In the classic 1966 Antonioni movie Blow-Up, a murder is inadvertently recorded on film by a fashion photographer while innocently taking pictures in a London park. At first glance the dramatic event is invisible to the naked eye but through the process of enlarging the background over and over, the presence of a gunman and victim are revealed.  Given the open ended structure of the film, the metaphor presented through the film’s narrative continues to inform discussions about the construction of meaning by a subject, emphasized by the photographer’s trust of the mechanical, representational memory of his camera over the non-representational memory of his own perceiving body.

There is no crime scene in the fourth exhibition organized by Lucien Terras at 143 Reade Street but a shared inquisitive attitude towards the process of representation and the perception of the represented. The six artists, through painting and photography, question the ideas of realism inherent to their practice and the act of looking itself.

Dike Blair presents gouaches and pencil on paper of windows opening to either a serene blue sky or a gray snowy outdoor. The compositions appear off-centered, as if it were at the periphery of another scene where the action is taking place. Their photo-realist quality brings the viewer back to his or her own similar experience of observation or quiet moments of contemplation.

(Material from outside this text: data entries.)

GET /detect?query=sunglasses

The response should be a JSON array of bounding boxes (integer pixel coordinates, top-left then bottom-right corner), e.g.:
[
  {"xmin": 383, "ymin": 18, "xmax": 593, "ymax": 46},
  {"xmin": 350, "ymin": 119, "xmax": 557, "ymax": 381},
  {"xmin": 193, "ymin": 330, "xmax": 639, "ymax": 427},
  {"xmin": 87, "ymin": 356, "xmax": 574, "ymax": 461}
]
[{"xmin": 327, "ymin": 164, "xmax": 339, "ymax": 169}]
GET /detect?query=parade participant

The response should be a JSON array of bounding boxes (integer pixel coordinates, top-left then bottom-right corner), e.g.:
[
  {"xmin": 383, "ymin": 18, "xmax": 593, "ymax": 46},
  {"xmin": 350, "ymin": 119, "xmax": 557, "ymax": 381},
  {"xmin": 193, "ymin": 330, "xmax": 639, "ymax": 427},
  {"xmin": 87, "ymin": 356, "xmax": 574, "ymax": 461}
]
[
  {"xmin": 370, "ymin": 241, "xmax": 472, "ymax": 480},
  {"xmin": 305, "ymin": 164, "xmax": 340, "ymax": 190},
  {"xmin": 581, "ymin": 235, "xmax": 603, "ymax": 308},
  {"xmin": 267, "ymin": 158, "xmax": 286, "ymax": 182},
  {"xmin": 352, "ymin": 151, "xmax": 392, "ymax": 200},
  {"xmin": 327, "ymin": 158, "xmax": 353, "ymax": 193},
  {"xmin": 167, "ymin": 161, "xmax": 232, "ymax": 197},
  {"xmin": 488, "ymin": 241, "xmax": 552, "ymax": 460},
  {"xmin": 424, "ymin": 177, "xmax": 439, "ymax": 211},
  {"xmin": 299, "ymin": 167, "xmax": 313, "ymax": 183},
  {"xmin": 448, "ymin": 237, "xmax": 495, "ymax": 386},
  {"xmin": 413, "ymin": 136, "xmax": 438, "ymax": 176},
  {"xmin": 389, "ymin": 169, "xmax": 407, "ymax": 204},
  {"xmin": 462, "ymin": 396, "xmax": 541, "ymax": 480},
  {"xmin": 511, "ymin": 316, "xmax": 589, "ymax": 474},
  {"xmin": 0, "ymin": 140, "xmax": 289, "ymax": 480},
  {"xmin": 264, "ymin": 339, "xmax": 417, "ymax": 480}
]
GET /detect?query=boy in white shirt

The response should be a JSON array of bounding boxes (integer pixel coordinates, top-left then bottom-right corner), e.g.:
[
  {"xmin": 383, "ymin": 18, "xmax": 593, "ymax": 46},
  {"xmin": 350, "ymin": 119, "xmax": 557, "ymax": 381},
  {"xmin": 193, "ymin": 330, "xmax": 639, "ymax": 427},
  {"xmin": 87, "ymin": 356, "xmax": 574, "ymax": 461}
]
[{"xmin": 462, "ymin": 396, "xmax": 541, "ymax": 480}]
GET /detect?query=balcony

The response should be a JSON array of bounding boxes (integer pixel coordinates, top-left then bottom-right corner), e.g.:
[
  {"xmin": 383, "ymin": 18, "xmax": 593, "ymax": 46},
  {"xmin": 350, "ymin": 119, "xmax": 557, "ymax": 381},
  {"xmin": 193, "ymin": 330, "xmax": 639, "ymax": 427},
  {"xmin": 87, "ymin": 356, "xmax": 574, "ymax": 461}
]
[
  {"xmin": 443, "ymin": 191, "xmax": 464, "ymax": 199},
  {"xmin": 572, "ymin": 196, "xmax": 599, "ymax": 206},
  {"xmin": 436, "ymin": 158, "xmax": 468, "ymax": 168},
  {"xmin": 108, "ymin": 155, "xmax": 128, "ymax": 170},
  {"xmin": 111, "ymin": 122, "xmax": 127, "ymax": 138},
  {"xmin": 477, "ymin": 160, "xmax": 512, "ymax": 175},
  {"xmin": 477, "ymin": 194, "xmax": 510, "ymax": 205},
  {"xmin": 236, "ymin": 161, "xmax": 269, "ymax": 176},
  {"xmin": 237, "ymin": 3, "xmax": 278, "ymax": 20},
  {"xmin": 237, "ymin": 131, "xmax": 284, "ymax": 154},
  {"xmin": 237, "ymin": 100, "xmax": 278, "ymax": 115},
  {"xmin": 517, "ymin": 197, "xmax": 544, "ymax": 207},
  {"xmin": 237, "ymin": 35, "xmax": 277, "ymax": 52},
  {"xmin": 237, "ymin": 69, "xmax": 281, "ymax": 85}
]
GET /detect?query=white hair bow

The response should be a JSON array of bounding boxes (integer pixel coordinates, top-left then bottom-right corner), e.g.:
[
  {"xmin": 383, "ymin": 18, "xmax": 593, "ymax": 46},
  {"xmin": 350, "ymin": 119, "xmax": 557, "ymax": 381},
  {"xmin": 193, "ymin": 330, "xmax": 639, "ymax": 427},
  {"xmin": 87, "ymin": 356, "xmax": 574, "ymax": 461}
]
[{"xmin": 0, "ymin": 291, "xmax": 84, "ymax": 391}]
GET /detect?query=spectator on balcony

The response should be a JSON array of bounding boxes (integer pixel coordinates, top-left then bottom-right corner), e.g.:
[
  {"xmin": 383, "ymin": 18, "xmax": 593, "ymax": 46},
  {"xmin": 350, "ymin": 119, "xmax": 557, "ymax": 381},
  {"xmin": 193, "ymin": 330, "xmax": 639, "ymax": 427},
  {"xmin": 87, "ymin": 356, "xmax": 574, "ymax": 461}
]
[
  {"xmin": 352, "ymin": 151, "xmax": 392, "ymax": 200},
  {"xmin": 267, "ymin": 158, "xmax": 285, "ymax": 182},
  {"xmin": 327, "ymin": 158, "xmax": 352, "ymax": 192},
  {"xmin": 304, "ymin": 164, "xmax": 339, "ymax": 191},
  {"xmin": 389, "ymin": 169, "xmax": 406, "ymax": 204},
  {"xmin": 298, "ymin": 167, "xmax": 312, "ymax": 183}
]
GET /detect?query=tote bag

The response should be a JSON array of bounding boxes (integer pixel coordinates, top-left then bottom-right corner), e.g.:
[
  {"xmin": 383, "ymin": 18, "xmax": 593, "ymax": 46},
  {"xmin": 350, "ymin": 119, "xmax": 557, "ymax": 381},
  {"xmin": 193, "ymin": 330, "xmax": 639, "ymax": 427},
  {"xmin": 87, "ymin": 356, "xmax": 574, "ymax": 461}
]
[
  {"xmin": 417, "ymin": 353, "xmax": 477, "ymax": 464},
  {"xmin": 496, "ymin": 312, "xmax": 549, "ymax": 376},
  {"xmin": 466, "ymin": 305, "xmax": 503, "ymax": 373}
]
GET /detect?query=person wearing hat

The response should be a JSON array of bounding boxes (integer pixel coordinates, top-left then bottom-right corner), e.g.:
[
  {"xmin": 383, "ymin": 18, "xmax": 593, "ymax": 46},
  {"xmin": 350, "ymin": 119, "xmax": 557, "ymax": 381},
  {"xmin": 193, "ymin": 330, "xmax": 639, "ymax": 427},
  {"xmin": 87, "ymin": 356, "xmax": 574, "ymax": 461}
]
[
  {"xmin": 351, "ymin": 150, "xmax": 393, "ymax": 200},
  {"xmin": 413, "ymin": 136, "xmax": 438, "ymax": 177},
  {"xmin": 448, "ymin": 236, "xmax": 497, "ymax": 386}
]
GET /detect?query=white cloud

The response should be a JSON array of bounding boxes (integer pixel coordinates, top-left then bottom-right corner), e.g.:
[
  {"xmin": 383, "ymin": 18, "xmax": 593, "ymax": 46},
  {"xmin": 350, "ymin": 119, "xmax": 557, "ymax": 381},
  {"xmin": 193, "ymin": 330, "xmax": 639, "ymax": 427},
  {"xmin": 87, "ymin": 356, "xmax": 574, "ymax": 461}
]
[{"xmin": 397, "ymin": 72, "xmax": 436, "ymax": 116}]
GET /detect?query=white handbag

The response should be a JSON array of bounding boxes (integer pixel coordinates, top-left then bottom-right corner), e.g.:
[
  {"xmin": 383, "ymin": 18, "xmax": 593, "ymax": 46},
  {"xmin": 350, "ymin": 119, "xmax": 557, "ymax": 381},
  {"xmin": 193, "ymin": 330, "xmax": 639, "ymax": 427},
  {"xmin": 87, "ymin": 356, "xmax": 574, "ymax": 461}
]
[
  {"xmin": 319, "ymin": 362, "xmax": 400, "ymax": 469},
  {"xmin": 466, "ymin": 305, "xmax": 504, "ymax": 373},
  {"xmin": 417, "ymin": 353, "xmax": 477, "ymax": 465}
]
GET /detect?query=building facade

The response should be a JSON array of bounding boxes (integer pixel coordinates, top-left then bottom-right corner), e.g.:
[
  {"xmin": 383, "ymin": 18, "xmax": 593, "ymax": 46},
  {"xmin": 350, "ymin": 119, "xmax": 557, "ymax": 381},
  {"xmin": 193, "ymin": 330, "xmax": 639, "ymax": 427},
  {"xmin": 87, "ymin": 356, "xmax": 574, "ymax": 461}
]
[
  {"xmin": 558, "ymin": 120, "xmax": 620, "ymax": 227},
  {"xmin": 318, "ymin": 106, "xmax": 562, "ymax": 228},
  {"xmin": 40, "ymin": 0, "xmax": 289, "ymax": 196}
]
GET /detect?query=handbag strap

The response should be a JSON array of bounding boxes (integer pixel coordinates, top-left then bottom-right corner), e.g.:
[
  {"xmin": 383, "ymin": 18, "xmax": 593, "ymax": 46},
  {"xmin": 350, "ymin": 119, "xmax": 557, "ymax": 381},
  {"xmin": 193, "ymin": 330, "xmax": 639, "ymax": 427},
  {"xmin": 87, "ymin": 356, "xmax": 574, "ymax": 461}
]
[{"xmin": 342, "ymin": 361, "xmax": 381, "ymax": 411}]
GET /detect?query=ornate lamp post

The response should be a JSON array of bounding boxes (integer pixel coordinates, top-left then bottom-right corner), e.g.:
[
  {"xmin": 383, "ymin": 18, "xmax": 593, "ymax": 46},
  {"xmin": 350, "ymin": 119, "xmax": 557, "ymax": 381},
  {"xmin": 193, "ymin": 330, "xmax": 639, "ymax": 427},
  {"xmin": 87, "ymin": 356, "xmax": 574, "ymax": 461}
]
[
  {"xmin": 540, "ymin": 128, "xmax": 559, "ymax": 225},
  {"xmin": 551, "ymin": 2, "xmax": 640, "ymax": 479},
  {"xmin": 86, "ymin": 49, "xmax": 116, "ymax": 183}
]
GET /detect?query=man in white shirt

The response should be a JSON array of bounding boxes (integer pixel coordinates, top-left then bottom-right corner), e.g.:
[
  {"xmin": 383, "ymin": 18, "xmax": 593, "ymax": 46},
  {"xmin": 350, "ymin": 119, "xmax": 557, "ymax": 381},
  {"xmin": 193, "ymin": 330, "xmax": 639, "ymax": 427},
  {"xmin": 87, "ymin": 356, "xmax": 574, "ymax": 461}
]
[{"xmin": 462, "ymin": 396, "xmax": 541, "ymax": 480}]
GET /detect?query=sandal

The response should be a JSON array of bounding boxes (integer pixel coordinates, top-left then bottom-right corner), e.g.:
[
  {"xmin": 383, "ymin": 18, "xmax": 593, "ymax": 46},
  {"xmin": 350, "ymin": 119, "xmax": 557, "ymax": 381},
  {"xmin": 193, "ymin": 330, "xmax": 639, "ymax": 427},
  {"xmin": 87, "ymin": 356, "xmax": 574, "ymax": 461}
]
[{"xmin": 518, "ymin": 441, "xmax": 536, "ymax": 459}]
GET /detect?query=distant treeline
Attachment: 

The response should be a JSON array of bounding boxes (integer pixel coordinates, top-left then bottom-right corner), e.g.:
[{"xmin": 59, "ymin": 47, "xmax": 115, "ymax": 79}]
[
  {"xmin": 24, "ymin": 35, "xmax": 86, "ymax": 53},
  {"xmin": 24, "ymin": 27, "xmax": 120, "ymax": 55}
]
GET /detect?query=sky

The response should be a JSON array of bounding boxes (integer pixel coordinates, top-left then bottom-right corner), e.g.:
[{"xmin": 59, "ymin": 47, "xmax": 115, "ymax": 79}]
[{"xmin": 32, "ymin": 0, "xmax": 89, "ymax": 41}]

Carey Denniston’s photographs, which are printed on both sides of the frame, are a close examination of the objects the artist encounters around her. Denniston uses her custom made frames to crop and partially conceal her images, further obscuring our observing of anything physical. Her work investigates notions of perception and interpretation as she diverts the viewer away from reading her photographs as being representational.

Shoshana Dentz’s small oil on canvas works are based on the close and prolonged observation of modest sculptural assemblages set on her studio table. Colors, textures, and distortions of perspective depart from traditional ideas of realism, a term that the artist prefers to figuration, by placing the process of scrutinizing details at the core of her practice.